Negli anni ‘60, due giovani
imprenditori italiani diedero alla luce il Villaggio Coppola: un villaggio
residenziale lungo circa 5 Km. Il Villaggio Coppola doveva essere un angolo di
paradiso terrestre ma nel 1965 si discuteva del fatto che le 8 torri, costruite
negli anni ’65, siano abusive. Dieci anni dopo le 8 torri furono abitate dalla
marina americana. Negli anni ’80 Villaggio Coppola si trasformò in un inferno poiché
la Campania in quel periodo subì violenti terremoti.
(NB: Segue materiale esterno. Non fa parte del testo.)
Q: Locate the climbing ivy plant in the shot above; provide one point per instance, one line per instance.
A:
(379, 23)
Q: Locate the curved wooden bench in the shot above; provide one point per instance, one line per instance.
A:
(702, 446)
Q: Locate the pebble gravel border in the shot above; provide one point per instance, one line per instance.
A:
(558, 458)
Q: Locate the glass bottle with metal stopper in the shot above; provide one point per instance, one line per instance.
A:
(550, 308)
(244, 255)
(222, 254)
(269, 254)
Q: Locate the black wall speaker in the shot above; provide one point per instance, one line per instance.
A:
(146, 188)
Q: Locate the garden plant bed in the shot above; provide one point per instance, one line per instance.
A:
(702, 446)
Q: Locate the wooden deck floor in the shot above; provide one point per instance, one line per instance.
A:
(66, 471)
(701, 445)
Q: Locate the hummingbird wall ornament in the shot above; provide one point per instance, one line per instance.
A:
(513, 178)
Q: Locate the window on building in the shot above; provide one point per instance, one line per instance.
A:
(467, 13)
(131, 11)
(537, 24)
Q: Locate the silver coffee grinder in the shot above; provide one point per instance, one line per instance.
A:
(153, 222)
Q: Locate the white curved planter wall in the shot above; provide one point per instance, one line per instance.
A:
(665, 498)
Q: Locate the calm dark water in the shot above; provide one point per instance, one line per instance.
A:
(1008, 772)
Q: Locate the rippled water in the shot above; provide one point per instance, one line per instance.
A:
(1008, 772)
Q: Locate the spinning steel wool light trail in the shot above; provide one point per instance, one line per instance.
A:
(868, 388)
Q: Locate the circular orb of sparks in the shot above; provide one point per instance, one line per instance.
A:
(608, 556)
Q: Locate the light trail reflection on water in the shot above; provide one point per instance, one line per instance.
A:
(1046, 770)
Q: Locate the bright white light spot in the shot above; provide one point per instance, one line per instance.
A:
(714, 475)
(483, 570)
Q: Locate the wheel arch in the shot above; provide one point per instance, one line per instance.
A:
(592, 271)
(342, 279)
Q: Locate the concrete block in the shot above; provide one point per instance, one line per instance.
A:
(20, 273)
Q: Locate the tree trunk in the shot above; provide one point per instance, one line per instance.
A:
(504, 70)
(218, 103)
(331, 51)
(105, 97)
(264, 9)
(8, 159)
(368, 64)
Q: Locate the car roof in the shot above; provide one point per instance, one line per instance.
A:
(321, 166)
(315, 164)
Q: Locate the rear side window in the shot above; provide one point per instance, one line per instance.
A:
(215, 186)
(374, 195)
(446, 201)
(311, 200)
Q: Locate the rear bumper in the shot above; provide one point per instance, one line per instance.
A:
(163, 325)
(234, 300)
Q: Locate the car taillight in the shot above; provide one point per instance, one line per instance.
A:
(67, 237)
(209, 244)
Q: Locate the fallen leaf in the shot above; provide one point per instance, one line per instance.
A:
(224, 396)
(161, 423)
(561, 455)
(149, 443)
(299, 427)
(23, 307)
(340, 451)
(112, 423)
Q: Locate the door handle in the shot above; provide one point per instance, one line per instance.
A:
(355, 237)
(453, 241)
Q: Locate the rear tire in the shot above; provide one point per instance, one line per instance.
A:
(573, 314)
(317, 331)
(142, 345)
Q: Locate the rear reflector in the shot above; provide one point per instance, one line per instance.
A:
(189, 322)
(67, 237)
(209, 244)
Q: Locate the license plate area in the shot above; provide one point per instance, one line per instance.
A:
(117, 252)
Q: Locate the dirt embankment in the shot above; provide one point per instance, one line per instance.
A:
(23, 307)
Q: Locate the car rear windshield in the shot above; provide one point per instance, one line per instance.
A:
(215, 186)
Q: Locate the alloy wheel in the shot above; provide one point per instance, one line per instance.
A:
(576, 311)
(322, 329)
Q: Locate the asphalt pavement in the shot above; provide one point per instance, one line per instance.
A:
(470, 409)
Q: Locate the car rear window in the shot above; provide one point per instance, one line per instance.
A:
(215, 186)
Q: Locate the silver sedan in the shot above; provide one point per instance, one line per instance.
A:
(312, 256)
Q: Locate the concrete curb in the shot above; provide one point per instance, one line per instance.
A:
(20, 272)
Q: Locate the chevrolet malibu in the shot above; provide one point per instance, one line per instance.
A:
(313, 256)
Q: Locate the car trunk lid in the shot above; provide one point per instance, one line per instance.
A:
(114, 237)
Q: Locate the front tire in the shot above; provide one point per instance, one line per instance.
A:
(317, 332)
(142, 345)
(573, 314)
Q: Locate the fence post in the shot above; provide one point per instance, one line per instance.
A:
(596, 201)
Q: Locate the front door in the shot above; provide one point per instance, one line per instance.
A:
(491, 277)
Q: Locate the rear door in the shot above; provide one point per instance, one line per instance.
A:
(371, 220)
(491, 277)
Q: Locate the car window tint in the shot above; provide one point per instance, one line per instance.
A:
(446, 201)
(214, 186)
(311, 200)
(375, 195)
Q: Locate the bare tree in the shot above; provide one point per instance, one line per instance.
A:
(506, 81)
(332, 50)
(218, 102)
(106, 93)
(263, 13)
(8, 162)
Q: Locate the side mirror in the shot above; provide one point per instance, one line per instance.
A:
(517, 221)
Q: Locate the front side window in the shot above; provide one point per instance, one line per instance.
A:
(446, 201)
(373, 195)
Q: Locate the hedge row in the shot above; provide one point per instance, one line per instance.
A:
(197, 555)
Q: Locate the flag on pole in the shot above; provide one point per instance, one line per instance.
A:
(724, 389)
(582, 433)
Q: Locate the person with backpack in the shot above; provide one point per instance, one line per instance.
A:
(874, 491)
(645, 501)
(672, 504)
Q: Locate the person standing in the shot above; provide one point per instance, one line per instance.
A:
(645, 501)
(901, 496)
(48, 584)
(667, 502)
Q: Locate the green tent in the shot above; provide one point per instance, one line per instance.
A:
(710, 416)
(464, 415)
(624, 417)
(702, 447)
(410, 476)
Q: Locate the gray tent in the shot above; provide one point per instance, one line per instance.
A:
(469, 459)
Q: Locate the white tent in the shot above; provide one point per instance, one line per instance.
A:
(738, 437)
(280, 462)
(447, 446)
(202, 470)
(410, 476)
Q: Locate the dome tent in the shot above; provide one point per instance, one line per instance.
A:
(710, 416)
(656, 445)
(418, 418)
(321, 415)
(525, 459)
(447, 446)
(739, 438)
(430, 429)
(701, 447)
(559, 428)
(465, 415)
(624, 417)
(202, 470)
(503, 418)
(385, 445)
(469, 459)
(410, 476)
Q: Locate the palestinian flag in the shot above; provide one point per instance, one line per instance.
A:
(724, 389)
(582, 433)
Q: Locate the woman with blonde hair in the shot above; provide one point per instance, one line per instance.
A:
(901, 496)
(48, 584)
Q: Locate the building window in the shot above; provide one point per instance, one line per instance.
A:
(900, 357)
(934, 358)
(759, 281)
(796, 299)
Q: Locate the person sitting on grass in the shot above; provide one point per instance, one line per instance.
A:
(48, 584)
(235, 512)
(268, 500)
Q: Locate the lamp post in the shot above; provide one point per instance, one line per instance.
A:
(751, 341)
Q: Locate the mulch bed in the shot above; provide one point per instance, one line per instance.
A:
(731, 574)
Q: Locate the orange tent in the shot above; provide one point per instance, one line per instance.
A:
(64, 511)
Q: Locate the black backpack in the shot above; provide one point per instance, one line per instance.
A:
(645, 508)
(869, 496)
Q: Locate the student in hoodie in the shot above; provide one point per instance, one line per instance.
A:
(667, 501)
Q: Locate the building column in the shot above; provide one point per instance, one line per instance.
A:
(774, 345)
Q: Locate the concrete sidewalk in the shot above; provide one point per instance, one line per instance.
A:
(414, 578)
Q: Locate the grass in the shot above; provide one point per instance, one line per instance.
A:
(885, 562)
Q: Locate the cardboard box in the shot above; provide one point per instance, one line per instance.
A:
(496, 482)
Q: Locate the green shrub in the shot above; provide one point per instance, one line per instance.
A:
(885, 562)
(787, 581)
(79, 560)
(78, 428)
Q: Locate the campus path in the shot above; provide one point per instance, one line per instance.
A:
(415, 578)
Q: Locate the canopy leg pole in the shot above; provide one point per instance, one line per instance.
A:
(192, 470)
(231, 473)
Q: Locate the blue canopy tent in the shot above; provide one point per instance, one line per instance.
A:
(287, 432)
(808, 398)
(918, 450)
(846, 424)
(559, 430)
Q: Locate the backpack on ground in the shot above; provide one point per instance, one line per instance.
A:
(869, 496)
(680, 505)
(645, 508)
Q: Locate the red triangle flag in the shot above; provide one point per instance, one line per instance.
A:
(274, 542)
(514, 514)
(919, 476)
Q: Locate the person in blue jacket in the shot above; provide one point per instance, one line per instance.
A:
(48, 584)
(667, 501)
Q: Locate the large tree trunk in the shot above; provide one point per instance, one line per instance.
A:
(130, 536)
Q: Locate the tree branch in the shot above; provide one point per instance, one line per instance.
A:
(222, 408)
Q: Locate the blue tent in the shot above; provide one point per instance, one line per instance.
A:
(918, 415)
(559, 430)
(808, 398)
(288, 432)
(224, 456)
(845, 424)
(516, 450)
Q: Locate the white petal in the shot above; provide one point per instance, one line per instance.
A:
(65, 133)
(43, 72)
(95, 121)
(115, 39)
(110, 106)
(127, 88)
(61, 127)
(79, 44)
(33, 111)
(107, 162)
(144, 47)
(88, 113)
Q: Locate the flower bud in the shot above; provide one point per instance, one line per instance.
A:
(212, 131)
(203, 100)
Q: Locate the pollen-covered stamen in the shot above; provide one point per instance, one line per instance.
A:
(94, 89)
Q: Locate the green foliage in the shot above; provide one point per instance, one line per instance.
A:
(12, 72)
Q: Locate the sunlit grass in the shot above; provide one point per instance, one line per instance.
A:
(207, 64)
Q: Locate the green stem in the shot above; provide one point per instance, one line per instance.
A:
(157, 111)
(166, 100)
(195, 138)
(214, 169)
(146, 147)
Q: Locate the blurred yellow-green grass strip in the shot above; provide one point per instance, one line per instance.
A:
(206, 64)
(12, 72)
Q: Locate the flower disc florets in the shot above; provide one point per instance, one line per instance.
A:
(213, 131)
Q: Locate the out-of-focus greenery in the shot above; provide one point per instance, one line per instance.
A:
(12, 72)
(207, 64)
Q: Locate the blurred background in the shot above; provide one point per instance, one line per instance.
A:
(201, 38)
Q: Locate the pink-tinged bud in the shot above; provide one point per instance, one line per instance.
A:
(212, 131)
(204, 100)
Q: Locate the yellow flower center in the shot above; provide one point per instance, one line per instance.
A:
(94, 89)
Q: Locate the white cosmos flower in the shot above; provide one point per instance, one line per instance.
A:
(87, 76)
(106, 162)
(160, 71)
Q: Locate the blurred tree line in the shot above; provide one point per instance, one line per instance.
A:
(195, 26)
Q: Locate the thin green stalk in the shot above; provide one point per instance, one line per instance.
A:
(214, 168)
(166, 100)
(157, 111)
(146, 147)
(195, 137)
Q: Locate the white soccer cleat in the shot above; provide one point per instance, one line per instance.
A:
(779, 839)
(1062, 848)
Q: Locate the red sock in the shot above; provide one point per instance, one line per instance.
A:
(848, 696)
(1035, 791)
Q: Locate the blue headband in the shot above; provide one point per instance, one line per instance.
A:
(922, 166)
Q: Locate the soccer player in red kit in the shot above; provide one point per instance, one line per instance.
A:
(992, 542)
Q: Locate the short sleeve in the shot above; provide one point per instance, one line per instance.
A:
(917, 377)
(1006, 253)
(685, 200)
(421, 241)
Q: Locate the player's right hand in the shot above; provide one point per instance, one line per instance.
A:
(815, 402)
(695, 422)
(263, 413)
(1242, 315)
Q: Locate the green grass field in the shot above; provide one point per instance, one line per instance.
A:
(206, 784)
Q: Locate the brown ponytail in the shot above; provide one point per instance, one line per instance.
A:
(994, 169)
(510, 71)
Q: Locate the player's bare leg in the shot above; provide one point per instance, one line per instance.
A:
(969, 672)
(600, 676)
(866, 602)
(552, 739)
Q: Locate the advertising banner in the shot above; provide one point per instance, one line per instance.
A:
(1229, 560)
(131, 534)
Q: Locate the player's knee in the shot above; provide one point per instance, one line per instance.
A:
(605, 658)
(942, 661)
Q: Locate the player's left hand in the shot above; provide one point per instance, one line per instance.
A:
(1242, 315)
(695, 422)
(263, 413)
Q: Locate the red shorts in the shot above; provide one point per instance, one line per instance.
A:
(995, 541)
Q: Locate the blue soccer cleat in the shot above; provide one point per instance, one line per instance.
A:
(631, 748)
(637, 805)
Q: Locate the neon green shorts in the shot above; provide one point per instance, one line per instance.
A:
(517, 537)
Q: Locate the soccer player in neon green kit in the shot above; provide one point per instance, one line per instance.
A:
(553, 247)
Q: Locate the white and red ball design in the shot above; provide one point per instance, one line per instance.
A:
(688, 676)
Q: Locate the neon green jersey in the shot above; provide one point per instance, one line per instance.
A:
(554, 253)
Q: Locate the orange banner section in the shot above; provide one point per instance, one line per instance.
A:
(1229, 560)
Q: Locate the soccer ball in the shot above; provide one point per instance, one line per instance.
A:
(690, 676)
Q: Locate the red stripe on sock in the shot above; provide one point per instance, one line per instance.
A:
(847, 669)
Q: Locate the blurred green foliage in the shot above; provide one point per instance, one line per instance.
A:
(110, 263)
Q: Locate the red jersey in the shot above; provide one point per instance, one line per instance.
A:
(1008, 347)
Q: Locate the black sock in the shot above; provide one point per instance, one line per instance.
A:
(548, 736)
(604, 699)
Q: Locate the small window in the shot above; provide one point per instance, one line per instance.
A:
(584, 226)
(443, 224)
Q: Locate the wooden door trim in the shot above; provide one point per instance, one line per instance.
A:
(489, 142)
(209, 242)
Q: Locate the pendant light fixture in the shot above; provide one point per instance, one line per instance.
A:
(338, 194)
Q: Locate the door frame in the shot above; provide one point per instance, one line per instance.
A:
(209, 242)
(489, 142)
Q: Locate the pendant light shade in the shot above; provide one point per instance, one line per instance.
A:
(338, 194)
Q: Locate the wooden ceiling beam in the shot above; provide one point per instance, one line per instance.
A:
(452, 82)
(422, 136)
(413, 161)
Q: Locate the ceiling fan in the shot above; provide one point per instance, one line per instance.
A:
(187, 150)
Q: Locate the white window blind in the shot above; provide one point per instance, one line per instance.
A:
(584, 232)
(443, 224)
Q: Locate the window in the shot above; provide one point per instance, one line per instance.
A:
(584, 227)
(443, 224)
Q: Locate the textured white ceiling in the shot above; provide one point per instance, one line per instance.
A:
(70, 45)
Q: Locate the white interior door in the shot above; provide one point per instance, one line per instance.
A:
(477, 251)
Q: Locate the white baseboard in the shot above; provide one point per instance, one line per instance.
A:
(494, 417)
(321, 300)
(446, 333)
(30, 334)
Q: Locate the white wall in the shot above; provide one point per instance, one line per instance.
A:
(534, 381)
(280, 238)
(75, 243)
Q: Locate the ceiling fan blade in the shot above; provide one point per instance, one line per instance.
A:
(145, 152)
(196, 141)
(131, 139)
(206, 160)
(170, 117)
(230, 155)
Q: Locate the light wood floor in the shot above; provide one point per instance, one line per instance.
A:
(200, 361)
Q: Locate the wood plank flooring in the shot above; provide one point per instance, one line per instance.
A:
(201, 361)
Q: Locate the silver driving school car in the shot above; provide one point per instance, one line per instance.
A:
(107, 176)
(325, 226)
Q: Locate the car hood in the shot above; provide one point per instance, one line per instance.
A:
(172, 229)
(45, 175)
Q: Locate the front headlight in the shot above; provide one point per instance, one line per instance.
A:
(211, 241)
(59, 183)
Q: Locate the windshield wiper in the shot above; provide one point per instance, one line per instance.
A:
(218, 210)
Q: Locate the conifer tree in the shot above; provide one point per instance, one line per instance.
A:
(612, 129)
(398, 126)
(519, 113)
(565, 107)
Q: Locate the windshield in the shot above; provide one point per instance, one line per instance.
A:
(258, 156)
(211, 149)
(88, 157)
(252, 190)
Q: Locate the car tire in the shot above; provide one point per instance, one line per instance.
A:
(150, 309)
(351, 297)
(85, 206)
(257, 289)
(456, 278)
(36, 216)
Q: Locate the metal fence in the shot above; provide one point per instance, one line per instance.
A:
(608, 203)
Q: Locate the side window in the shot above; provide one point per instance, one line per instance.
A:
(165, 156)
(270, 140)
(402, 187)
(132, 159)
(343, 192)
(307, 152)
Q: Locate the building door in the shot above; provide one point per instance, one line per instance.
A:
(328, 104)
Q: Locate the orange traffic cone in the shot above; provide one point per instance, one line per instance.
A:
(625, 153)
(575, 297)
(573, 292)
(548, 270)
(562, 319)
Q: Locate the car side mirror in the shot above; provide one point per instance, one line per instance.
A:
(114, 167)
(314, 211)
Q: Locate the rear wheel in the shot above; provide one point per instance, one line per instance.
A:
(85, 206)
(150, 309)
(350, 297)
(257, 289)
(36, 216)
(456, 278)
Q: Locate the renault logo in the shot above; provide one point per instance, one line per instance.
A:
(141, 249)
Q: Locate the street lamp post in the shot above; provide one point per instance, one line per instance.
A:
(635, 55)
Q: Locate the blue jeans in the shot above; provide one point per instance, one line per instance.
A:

Le torri di Coppola vennero abbattute
nel 2001 in quanto ecomostri. Poi una dozzina d'anni fa un po' di napoletani provarono
a trasferirsi qui! E poi, nel 2006, la follia. Il Napoli di De Laurentiis sceglie
Castel Volturno, e in particolare Villaggio Coppola, come propria casa. Da
pazzi: in mezzo alle villette abbandonate, dove erano stati sradicati persino
gli infissi, in mezzo ai casalesi che ammaestravano i giovani spacciatori di
colore. Ma che quartier generale è? E invece funziona. Quei timidi segnali di
ritorno alla civiltà si intensificano. Anche grazie all'oasi azzurra, nata tra
la pineta e il mare.
E Pinetamare è appunto il nome
“ufficiale” di Villaggio Coppola. Anche se poi, quando parlano di Casa Napoli,
tutti dicono Castelvolturno, il paesone nel cui territorio si trova appunto
Pinetamare.
Nel 2006 venne pubblicato il
romanzo di Roberto Saviano “Gomorra” ,ove al suo interno sono dedicate numerose
pagine al Villaggio Coppola e al Comune di Castel Volturno. Il 2008 è stato
caratterizzato da tre fatti di cronaca che vede protagonisti i clan
Camorristici della zona :L’omicidio di Antonio Celiento in una sala giochi, l’omicidio
di Mimmo Noviello e quello più eclatante la “Strage di San Gennaro” dove sono
stati uccisi 7 ghanesi. Ad oggi è cambiato ben poco, ora è famosa soprattutto per
la sua piazzola dove ogni sera si riuniscono molti giovani.